“Chiusi per scelta”. Basterebbe leggere questa insegna pubblicitaria all’ingresso dei punti vendita della Coop, una delle principali catene italiane di supermercati e ipermercati, per mettere fine alla eterna discussione sugli orari dei negozi nei giorni festivi.

Ieri sono stati i singoli esercenti a decidere se stare chiusi o aperti. Non avevano nessun obbligo né in un senso, né nell’altro. L’unico obbligo era quello di garantire le corrette condizioni di lavoro ai propri dipendenti, come prevede la legge, cioè non facendo superare il limite orario di lavoro e retribuendo di più quello straordinario. Se questi vincoli non vengono rispettati, si verifica una violazione delle norme a tutela dei lavoratori dipendenti che poco a che fare con il lavoro di domenica o il primo maggio: oltrepassare l’orario di lavoro in un qualsiasi giorno feriale non è meno rilevante che farlo di domenica.

Restar chiusi per scelta, dunque, si può. E si può anche essendo una grande catena di supermercati, i primi ad essere correntemente additati della colpa di stare sempre aperti. Eppure, a ogni festività tornano polemiche e proteste.

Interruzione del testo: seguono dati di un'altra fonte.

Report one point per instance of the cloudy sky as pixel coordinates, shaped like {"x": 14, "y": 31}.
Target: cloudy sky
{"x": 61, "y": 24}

In Toscana, Sicilia, Puglia, Lazio e Liguria i sindacati hanno indetto per oggi scioperi del commercio per costringere supermercati, centri commerciali e negozi a restare chiusi. È difficile pensare che siano scioperi di questo genere a rendere omaggio alla giornata del lavoro e dei lavoratori.

Questa festività nacque quando le preoccupazioni riguardavano le condizioni di lavoro degli operai alla fine dell’Ottocento, orari compresi. Oggi non solo quelle condizioni non esistono più, ma a stento esiste ancora quel tipo di lavoro. Le preoccupazioni, oggi, sono altre e diverse. Prima di tutto, riguardano la possibilità di lavorare. Farlo nei giorni festivi, può essere, senza alcun obbligo di legge, una di quelle.